As HCV-positive sera contain various concentrations of antibodies and HDLs, we used antibodies purified from HCV-positive sera and purified HDLs in our neutralization assay. The neutralizing activity of anti-HCV antibodies was analysed in the presence or absence of HDLs. As shown in Fig. 1(b, c), the neutralizing activity of anti-HCV antibodies on HCVpp and HCVcc entry was reduced strongly in the presence of HDLs. Interestingly, the presence of HDLs always enhanced the infectivity levels of HCVpp by approximately three times (Fig. 1d). In addition, this enhancement of infectivity was very similar for all of the antibodies tested, whether they were neutralizing or not (Fig. 1d). Similar data were obtained by using HCVpp bearing E1E2 from different genotypes (data not shown). These data suggest that the constant enhancement obtained in the presence of HDLs may be related to a constitutive action of HDLs on target cells, independently of HCVpp neutralization by antibodies. This is in agreement with the absence of interaction between HDLs and HCVpp (Voisset et al., 2005).

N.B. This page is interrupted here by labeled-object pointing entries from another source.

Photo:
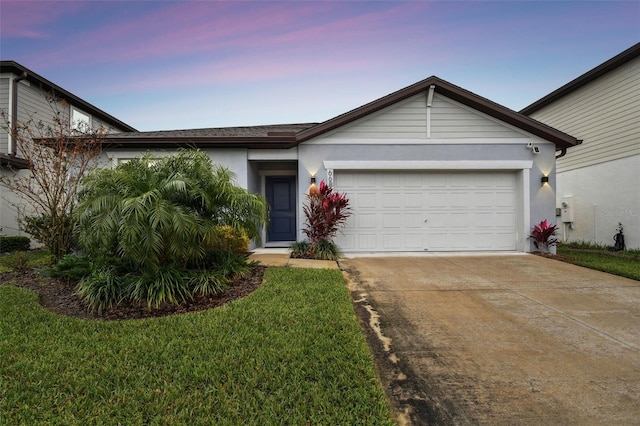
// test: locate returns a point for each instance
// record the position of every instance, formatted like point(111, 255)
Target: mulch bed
point(59, 296)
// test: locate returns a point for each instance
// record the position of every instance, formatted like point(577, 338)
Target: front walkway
point(281, 257)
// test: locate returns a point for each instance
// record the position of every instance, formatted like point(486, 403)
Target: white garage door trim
point(522, 184)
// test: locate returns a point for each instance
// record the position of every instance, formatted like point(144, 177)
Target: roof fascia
point(560, 139)
point(589, 76)
point(202, 142)
point(366, 109)
point(16, 68)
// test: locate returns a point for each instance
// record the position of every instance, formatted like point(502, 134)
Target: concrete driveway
point(501, 339)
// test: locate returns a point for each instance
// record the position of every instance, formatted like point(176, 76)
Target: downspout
point(429, 101)
point(13, 148)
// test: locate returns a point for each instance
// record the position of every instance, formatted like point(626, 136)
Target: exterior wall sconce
point(313, 189)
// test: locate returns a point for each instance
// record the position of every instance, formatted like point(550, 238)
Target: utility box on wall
point(566, 210)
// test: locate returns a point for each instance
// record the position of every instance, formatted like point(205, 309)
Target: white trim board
point(428, 165)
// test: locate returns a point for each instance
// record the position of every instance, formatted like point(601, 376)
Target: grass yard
point(290, 353)
point(625, 264)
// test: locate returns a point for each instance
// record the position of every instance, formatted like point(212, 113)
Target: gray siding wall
point(408, 120)
point(4, 106)
point(449, 119)
point(605, 114)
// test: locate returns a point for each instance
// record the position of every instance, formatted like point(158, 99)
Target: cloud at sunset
point(123, 53)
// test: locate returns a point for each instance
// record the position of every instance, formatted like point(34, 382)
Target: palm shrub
point(325, 212)
point(161, 223)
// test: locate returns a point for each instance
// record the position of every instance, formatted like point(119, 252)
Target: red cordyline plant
point(543, 235)
point(325, 212)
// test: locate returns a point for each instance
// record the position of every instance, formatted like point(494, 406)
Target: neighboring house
point(23, 95)
point(598, 183)
point(431, 167)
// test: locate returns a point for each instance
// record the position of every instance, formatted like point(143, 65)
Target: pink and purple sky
point(189, 64)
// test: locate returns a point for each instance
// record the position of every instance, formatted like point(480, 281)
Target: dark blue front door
point(281, 196)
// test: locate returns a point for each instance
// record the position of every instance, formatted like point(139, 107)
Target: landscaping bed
point(622, 263)
point(290, 353)
point(59, 296)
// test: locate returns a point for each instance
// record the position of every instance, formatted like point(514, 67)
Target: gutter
point(562, 153)
point(13, 148)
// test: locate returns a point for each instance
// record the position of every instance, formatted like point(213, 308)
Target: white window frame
point(80, 121)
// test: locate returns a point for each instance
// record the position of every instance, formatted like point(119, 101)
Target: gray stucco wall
point(541, 198)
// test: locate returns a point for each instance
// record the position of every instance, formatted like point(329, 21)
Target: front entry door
point(281, 196)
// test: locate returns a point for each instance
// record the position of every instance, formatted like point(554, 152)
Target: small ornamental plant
point(544, 235)
point(326, 211)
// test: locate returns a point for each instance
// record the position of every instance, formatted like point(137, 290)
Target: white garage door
point(434, 211)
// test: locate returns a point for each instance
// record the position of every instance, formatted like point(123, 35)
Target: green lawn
point(290, 353)
point(625, 264)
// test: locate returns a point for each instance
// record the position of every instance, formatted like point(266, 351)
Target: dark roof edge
point(589, 76)
point(561, 139)
point(202, 142)
point(13, 66)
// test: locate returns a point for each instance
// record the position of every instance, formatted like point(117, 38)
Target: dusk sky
point(189, 64)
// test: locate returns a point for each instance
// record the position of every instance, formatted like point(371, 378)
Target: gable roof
point(451, 91)
point(32, 77)
point(589, 76)
point(290, 135)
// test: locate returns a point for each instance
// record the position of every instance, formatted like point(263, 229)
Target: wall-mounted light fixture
point(313, 189)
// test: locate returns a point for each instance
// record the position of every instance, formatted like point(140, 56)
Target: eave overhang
point(458, 94)
point(602, 69)
point(266, 142)
point(34, 78)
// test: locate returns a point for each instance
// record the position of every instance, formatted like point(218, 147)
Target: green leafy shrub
point(55, 233)
point(18, 261)
point(326, 250)
point(300, 249)
point(9, 244)
point(235, 240)
point(171, 227)
point(72, 268)
point(101, 289)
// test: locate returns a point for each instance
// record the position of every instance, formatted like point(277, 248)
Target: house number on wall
point(330, 177)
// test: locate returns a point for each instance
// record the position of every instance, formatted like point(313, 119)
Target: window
point(80, 122)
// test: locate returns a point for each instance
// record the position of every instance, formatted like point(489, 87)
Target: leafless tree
point(58, 153)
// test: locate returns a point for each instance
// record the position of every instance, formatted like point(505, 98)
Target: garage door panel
point(367, 200)
point(367, 221)
point(392, 200)
point(435, 211)
point(413, 220)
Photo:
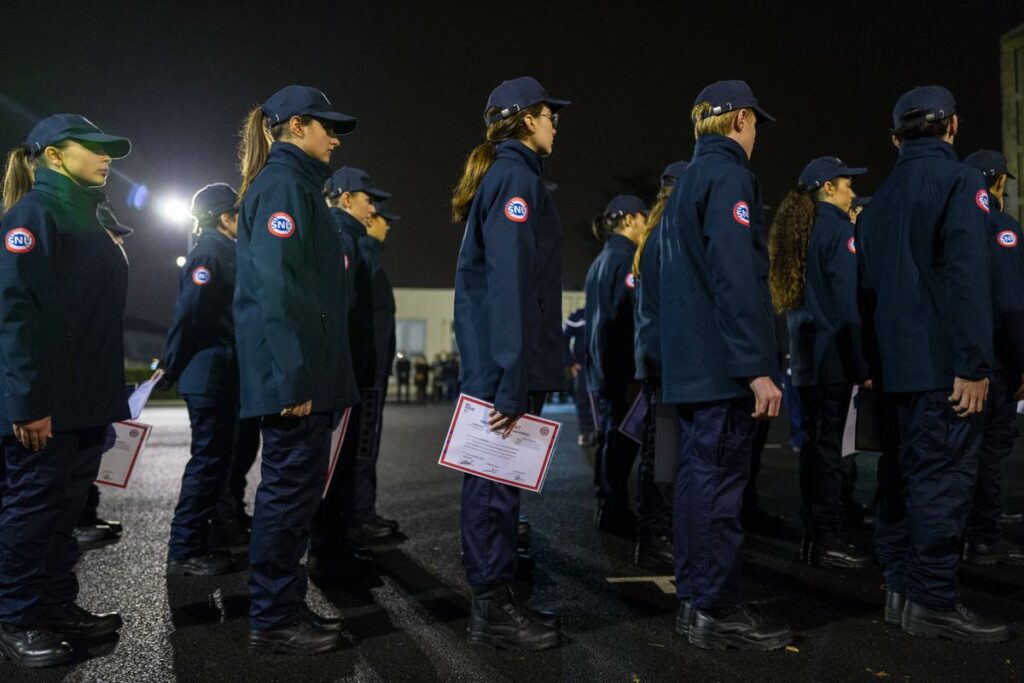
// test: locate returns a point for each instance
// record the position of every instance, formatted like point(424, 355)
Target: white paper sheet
point(521, 460)
point(119, 462)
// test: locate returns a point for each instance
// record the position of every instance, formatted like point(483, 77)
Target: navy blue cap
point(214, 200)
point(823, 169)
point(349, 179)
point(513, 96)
point(61, 127)
point(672, 172)
point(303, 100)
point(991, 164)
point(726, 96)
point(926, 102)
point(107, 218)
point(625, 205)
point(383, 212)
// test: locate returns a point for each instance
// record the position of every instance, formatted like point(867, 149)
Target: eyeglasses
point(553, 117)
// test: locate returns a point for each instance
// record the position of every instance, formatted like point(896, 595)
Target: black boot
point(956, 624)
point(737, 627)
point(654, 554)
point(300, 637)
point(999, 552)
point(33, 647)
point(684, 619)
point(895, 602)
point(499, 621)
point(832, 552)
point(212, 564)
point(70, 621)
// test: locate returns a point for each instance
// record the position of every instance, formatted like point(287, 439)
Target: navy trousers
point(296, 453)
point(41, 497)
point(214, 427)
point(824, 410)
point(615, 452)
point(489, 521)
point(716, 443)
point(653, 499)
point(997, 441)
point(938, 464)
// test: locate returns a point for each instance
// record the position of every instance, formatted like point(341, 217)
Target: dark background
point(177, 79)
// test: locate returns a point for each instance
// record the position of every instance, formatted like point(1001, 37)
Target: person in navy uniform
point(347, 513)
point(574, 334)
point(295, 367)
point(507, 315)
point(983, 542)
point(609, 289)
point(926, 313)
point(201, 358)
point(653, 548)
point(62, 292)
point(718, 360)
point(90, 527)
point(814, 283)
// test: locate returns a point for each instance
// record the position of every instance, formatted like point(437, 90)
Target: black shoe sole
point(265, 648)
point(35, 663)
point(926, 630)
point(500, 643)
point(721, 642)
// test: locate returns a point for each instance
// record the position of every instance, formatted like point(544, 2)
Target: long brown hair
point(652, 220)
point(483, 155)
point(787, 241)
point(254, 148)
point(19, 173)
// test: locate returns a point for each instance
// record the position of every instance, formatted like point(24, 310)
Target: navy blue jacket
point(200, 354)
point(62, 289)
point(609, 289)
point(924, 289)
point(824, 332)
point(290, 295)
point(1008, 292)
point(360, 298)
point(508, 285)
point(717, 322)
point(384, 308)
point(647, 340)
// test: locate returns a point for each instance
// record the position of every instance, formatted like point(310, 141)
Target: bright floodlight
point(174, 210)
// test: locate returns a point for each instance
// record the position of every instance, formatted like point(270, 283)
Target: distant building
point(1013, 116)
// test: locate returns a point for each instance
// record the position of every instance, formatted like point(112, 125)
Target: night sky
point(178, 78)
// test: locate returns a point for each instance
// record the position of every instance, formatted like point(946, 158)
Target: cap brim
point(343, 124)
point(763, 117)
point(117, 147)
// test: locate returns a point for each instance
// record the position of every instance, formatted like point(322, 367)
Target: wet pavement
point(408, 621)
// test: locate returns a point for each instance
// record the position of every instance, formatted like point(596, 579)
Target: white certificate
point(521, 460)
point(119, 462)
point(337, 438)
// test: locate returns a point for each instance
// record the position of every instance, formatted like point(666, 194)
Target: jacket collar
point(517, 151)
point(723, 146)
point(312, 170)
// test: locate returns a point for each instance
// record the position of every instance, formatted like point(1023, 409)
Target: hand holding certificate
point(519, 460)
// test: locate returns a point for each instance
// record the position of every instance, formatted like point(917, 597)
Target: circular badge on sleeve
point(201, 275)
point(281, 224)
point(1007, 239)
point(517, 210)
point(741, 212)
point(19, 241)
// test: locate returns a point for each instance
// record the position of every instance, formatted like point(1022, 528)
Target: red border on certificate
point(131, 468)
point(555, 426)
point(333, 463)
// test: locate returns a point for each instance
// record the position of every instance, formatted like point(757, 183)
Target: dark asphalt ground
point(409, 624)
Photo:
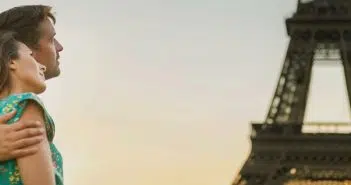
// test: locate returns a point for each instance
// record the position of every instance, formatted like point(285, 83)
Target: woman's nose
point(43, 68)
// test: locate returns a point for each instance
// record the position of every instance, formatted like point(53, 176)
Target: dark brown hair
point(8, 52)
point(25, 21)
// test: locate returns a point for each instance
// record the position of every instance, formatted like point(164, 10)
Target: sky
point(163, 92)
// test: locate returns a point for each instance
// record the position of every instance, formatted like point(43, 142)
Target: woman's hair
point(8, 52)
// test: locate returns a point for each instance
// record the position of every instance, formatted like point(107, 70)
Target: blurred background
point(162, 92)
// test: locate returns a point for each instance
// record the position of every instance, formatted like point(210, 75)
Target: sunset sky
point(162, 92)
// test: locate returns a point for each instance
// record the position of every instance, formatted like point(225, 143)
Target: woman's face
point(26, 73)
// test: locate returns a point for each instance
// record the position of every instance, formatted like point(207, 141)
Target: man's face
point(48, 49)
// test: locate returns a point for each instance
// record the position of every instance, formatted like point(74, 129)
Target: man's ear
point(13, 65)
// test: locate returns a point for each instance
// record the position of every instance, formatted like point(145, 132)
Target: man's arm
point(19, 139)
point(36, 169)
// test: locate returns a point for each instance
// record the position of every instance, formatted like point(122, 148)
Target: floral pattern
point(9, 172)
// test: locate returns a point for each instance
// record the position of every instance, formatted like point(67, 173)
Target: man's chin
point(52, 74)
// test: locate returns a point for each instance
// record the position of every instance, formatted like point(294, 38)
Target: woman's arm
point(36, 169)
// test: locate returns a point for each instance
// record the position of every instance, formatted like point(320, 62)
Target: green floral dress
point(9, 172)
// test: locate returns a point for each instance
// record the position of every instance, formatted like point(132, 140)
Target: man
point(34, 27)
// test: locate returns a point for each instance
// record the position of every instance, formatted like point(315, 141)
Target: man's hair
point(25, 21)
point(8, 52)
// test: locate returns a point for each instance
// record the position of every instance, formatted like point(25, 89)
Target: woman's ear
point(13, 65)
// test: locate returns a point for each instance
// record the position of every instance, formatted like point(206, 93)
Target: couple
point(29, 55)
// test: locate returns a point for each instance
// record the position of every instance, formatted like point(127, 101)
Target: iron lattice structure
point(282, 153)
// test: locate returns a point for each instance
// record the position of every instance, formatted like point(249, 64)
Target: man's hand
point(20, 138)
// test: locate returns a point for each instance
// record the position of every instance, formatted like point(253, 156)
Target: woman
point(21, 79)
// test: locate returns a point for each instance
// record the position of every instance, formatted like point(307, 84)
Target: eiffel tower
point(283, 152)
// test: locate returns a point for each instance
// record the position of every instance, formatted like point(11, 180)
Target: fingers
point(4, 118)
point(25, 151)
point(26, 124)
point(27, 133)
point(27, 142)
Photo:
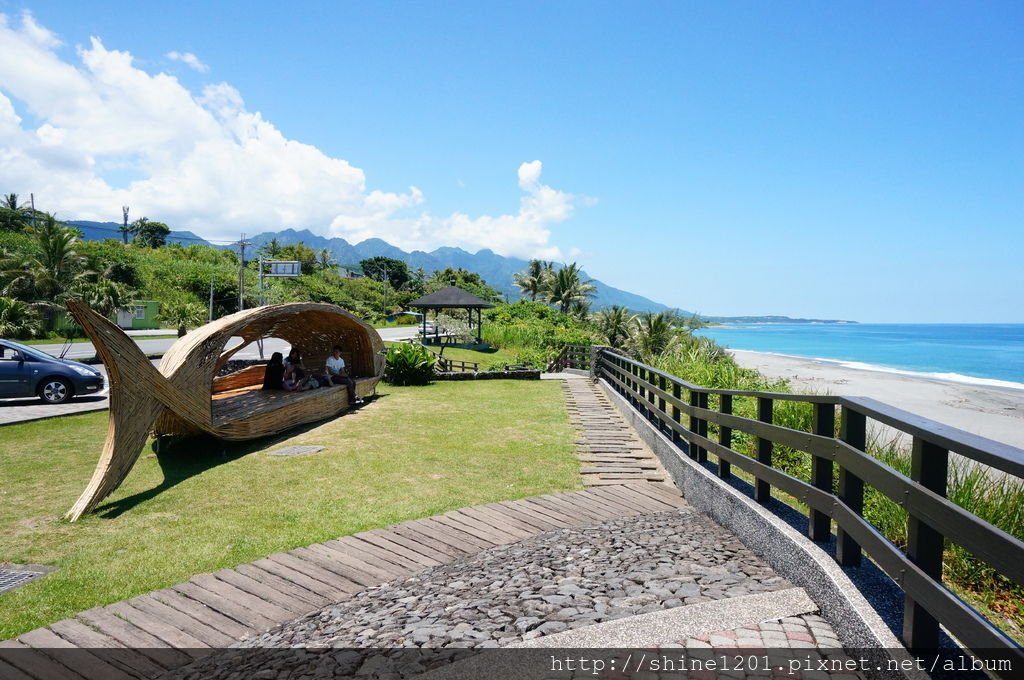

To further investigate the mechanism of HDL-mediated attenuation of neutralization, we knocked down SR-BI expression. HDLs are indeed a physiological ligand of SR-BI (Rhainds & Brissette, 2004). RNA-interference experiments were done as described previously (Voisset et al., 2005). SR-BI-specific small interfering RNA (siRNA) downregulated SR-BI expression to approximately 70 % compared with the negative-control siRNA (data not shown). As observed previously (Voisset et al., 2005), when a specific siRNA against SR-BI was used, HCVpp infectivity was not affected in the absence of HDLs, whereas HDL-mediated enhancement of infectivity was reduced strongly (Fig. 2a). This contrasts with another study showing that silencing of SR-BI expression reduces HCVpp infectivity (Lavillette et al., 2005b). The discrepancy between these data may potentially be explained by differences in the levels of downregulation of expression of SR-BI in these experiments. Indeed, one cannot exclude the possibility that HCV requires only very small amounts of SR-BI to enter target cells. Interestingly, when SR-BI expression was downregulated, the efficiency of neutralization of sera was increased markedly and reached neutralization levels similar to those obtained with purified antibodies in the absence of HDLs (Fig. 2a). To further investigate the role of SR-BI in HDL-mediated attenuation of neutralization, we also analysed the effect of BLT-4, a drug known to block SR-BI-mediated selective uptake of HDL lipids (Nieland et al., 2002). This compound has also been shown to strongly reduce the HDL-mediated enhancement of HCVpp entry (Bartosch et al., 2005; Voisset et al., 2005). Interestingly, when the cells were treated by BLT-4, HCVpp were neutralized more efficiently by antibodies from HCV-positive patients, despite the presence of HDLs (Fig. 2b). These data indicate that HDL-mediated attenuation of HCVpp neutralization is dependent on SR-BI and its selective lipid-uptake property. In addition, they also show that HDL-mediated facilitation of HCVpp entry and attenuation of neutralization are two related phenomena.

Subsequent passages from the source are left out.